Wasted at the beach. Toasting underage, overdeveloped girls. God bless 'em.
i just uploaded pictures of my nephew, and you & d puking in the same toilet. i think i should keep them in the same album. show my nephew what he has to look forward to.
I feel like after all he sees, the dog needs to get baptized.
she gave me one of those friendship bracelets and said as long as I wore it it was like an all-access pass to her vagina
No fireworks. Throwing the old microwave off the deck.
She's wearing her dead grandmother's pearl on the married finger so no guys "bother her" tonight... I am not THAT committed to Girl's Night.
Ok ladies its the usual spring break system. 5 for a guy, 10 for a non-lesbian girl and double points is its a group thing. Hottest guy of the day is an additional 15. GAME ON
You straight up wore me out. This should be a proud moment for you. It's almost like my penis is asking for a timeout. But not really
Well she got high, deleted the essay she was working on, and then ordered dominos. We all manage stress in different ways.
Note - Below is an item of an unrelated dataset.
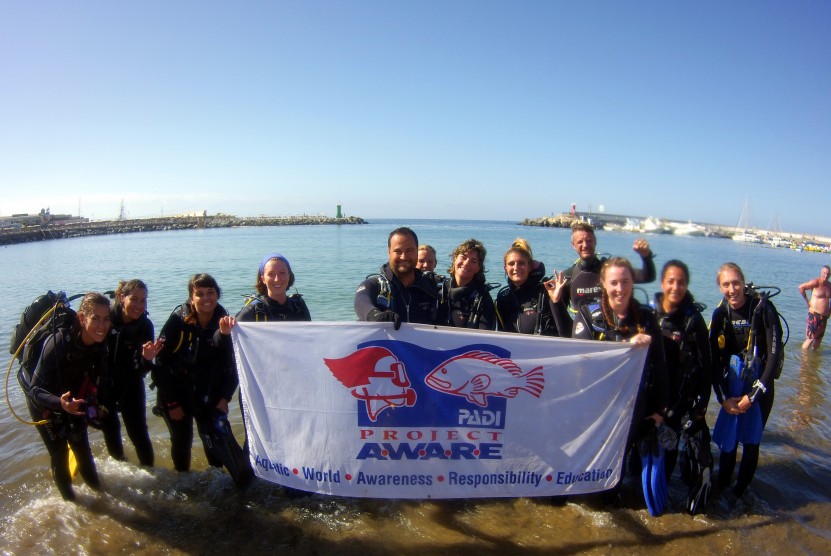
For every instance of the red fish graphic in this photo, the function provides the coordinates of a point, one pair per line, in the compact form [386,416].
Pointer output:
[376,376]
[475,375]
I know. In fairness he did tell me to throw up out his window onto his roof so I don't think he's pissed at me but I'm still mortified by the whole situation.
"Don't bang the neighbor, don't bang the neighbor, don't bang the neighbor..." he chanted helplessly
If you're into enormous nipples, you should ask out my office's receptionist.
I mean, if there was a version of you with a penis, you'd fuck it...right? Like just outta curiosity at least
You're his holy grail. The moment he finally gets you to orgasm he'll probably just retire and become a monk.
Just got home, my brothers stoned and he got a high score on COD.. He just asked me if I wanted to have a celebrational yogurt with him. Wtf?